SLA Monitoring — Enterprise-Scale RAG (Chapter 11)

RAG systems need explicit SLA definitions because users experience end-to-end latency, not component latency. Your embedding service responds in 50ms, your vector search in 30ms, your context assembly in 20ms, and your LLM inference in 5 seconds—but users complain that queries take 10 seconds.

Define SLAs at the system boundary, not per-component:

Query p50 latency: 1.5 seconds
Query p99 latency: 5 seconds
Indexing freshness (document upload to searchable): 60 seconds
System availability: 99.9%
Retrieval precision@10: >0.85 (measured via relevance sampling)

Distributed tracing is essential for diagnosing latency issues. A single query touches 5+ services. Without trace IDs linking spans, you cannot identify which service adds latency.

# OpenTelemetry instrumentation for RAG components
from opentelemetry import trace

tracer = trace.get_tracer(__name__)

async def retrieve_with_tracing(query: str, user_id: str):
    with tracer.start_as_current_span("retrieve") as span:
        span.set_attribute("user.id", user_id)
        span.set_attribute("query.length", len(query))
        
        with tracer.start_as_current_span("vector_search") as search_span:
            search_results = await vector_db.search(query, k=10)
            search_span.set_attribute("result.count", len(search_results))
        
        with tracer.start_as_current_span("access_control_filter") as acl_span:
            filtered = apply_acl(search_results, user_id)
            acl_span.set_attribute("filtered.count", len(filtered))
        
        with tracer.start_as_current_span("context_assembly") as ctx_span:
            context = assemble_context(filtered)
            ctx_span.set_attribute("context.length", len(context))
        
        return context

Key metrics to monitor:

Metric	Alert Threshold	Dashboard
Query p99 latency	>5s	Latency percentiles over time
Indexing backlog	>1000 pending	Ingest queue depth
Embedding queue depth	>500	Processing pipeline health
Cache hit rate	<80%	Cache efficiency
Error rate	>0.1%	System availability
Relevance score	<0.85	Retrieval quality sampling

Synthetic monitoring catches regressions before users do. Run queries every 60 seconds against your production system. Measure latency and sample result quality. Alert if p50 latency exceeds 2 seconds or relevance drops below 0.80.
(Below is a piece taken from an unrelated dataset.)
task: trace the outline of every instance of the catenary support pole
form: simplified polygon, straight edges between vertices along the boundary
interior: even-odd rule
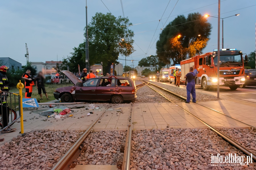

Real user monitoring (RUM) complements synthetic checks. Track actual user queries, latency, and engagement. A query that takes 3 seconds might be acceptable for analysts but unacceptable for customer support agents.

Failure modes in SLA monitoring: alert fatigue (so many alerts that real issues are ignored), dashboard blindness (too many metrics to focus), and missing the right metrics (you monitor infrastructure but miss business outcomes).